In our high-cost region of the country, there is always room for creating more modestly priced housing, as housing prices and rents continue to be beyond the range of so many working families.
The paramount tool for creating this housing is the Low Income Housing Tax Credit (LIHTC). Across the country, more than 90 percent of below-market-rate housing has been produced with a boost from this tax credit.
The federal Low Income Housing Tax Credit, since its inception in 1986, has created more than 2.7 million homes. It is estimated to have created more than 3 million jobs. With a track record of almost 30 years of success, it has uniquely shaped the affordable housing landscape in this country.
“In many respects, it’s a perfect model,” said David Gasson of Boston Capital, which is a major investor in low income housing tax credits. The program produces good-quality housing, stimulates the private sector, includes elements of competition to keep costs to the government down, and allows states control over what kind of housing is built and where.
And Congress has an opportunity to strengthen the buying power of this valuable – this essential – program when it comes back into session later in the year, by enacting a fixed-floor rate for these investments.
Since they were created, housing tax credits have been allocated to each state based on its population, which the states in turn award to applicants that they believe have the best proposals for building new or rehabilitating existing buildings.
Those credits are then allocated to developers, who sell them to companies, banks or others who owe federal taxes. The nonprofit or for-profit housing developers can generate equity that allows them to produce new homes for families, seniors, veterans and those in need of affordable housing.
In this way the federal government induces needed housing production without having to build and manage this housing itself.
Committing To The Numbers
There are two types of LIHTCs, one commonly known as the 9 percent credit, which is used for new construction housing developments, and one commonly known as the 4 percent credit, which is used for the rehabilitation of existing housing.
Although at one time these rates were fixed, the formula for these tax credits has changed over time based on the Applicable Federal Rate, which means it has floated at rates significantly below the 9 percent and 4 percent rates. With interest rates at historic lows in recent years, this lower rate has resulted in less equity being available to these developments. As a direct result of this reduction in resources, less of this housing is being produced overall.
At its peak, the LIHTC was credited with producing about 115,000 housing units a year. Now the figure has dropped to around 85,000 annually.
Passage of the so-called Tax Extender provision, which is now being considered in Congress, would again encourage more of the needed construction and rehabilitation of housing, especially in urban areas of the country, by fixing these rates once again at no less than 9 percent and 4 percent, respectively.
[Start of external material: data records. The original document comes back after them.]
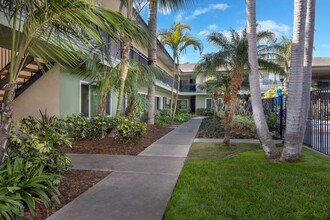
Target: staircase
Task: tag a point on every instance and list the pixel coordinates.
(31, 71)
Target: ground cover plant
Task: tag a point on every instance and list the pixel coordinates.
(243, 128)
(237, 182)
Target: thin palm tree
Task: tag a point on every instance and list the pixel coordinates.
(265, 138)
(293, 132)
(166, 5)
(233, 56)
(300, 78)
(178, 40)
(63, 32)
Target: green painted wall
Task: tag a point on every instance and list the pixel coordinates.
(69, 94)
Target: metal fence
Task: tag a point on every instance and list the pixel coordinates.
(318, 124)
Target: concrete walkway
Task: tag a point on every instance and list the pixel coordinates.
(139, 187)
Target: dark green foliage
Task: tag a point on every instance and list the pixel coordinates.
(128, 130)
(205, 111)
(243, 128)
(237, 182)
(272, 122)
(38, 140)
(162, 117)
(78, 127)
(22, 185)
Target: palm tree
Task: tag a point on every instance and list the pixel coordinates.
(293, 132)
(178, 40)
(216, 85)
(300, 78)
(233, 56)
(168, 5)
(52, 32)
(258, 113)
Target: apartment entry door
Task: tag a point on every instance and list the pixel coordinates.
(192, 104)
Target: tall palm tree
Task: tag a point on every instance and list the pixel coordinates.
(178, 40)
(294, 118)
(63, 32)
(265, 138)
(233, 56)
(168, 5)
(308, 57)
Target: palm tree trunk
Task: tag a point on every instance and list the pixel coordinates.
(152, 56)
(172, 89)
(101, 110)
(291, 151)
(258, 114)
(130, 107)
(176, 97)
(235, 85)
(6, 118)
(125, 49)
(308, 56)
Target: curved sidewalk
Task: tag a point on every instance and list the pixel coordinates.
(139, 187)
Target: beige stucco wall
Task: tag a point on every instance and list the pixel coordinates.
(42, 94)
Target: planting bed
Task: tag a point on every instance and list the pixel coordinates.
(109, 145)
(75, 182)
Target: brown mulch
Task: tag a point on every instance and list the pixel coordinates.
(109, 145)
(74, 183)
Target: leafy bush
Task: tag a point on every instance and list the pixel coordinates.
(272, 121)
(205, 111)
(181, 117)
(78, 127)
(38, 141)
(98, 127)
(244, 123)
(162, 118)
(127, 130)
(22, 185)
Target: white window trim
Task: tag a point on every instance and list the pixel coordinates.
(206, 102)
(89, 97)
Harvard University’s Joint Center for Housing Studies estimates there is currently a shortage of 8 million apartments in the United States today.
“The LIHTC is and has for many years been the nation’s most successful low-income housing production tool,” said Emily Cadik, a senior policy analyst at Enterprise Communities, a national affordable housing and community development group that is leading a coalition to restore a minimum credit level.
Truly, the LIHTC has a proven track record. In Congress, it has enjoyed bipartisan support and even survived vigorous efforts at tax reform.
But it would be ill advised to take its future for granted. While it is a highly efficient mechanism for producing housing, it currently costs the federal government about $600 million a year – while leveraging approximately $9 billion annually in investment.
But what lies ahead in Congress is a mandate of extensive tax reform that, unless we are vigilant, could undermine even this most productive of programs.
Whatever their differences on other issues, Republicans and Democrats should stay committed to the low income housing tax credit, including fixing the floor rate of these credits now to leverage more equity and to ensure the feasibility of more developments. There is a pipeline of exceptional housing ready to go, and communities are desperate for these resources. With Congress’s help, we can make a big difference.
Susan Gittelman is executive director of B’nai B’rith Housing, a nonprofit, nonsectarian developer and operator of affordable and mixed-income housing serving families and elders in communities of Greater Boston.